Computing Foundations: Data (CSCI 0111) is an introductory computer programming course with no prerequisites. It teaches basic algorithms and data structures, applying those concepts to structured and unstructured data. It is a perfect follow-on course for students who become interested in a core computer science course after CSCI 0100.

DATA 0200 is a similar course to CSCI 0100, in that it applies statistical methods to data, but it requires prior programming experience (e.g., CSCI 0111, CSCI 0150, CSCI 0170, etc.). In contrast CSCI 0100 assumes no prior programming experience, and is taught by a computer science professor who taught introductory computer science for a decade, so students can be confident the introduction to programming they obtain in CSCI 0100 will be solid.

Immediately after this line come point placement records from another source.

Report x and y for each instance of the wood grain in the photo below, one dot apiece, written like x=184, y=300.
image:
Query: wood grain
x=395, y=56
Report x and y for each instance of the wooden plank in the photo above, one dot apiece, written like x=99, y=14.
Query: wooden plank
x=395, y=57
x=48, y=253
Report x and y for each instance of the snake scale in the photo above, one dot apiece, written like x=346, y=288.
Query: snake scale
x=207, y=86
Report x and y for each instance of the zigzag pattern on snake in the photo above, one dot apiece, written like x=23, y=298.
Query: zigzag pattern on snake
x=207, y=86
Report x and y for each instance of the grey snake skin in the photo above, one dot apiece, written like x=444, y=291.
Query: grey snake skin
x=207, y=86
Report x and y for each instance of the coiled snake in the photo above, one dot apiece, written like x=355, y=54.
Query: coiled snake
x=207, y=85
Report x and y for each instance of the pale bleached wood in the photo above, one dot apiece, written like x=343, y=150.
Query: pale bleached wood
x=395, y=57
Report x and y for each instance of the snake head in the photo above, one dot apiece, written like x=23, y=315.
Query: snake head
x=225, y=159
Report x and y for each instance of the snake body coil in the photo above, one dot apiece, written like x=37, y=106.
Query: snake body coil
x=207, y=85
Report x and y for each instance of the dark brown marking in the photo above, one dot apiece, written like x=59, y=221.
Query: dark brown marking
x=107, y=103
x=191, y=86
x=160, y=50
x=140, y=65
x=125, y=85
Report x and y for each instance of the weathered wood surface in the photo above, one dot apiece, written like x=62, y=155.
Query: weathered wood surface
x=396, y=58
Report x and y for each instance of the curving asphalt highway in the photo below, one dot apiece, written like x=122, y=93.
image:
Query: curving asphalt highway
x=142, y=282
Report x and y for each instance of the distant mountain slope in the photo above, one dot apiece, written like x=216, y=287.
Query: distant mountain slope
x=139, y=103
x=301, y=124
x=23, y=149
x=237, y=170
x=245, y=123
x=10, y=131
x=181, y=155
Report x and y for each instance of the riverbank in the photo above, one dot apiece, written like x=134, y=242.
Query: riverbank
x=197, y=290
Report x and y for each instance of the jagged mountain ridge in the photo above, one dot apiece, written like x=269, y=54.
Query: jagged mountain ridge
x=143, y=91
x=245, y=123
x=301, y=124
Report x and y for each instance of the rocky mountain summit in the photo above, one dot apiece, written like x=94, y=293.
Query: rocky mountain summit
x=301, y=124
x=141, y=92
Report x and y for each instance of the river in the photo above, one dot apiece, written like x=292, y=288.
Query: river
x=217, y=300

Finally, there are also courses in the Department of Biostatistics that teach R as it is applied in biostatistics. These include Essentials of Data Analysis (PHP 1501) and Principles of Biostatistics (PHP 1510/2510), which provide introductions to statistics with applications to biostatistics, and Statistical Programming in R (PHP 1560/2560), which emphasizes programming fundamentals and R specific skills, such as building packages and Shiny apps.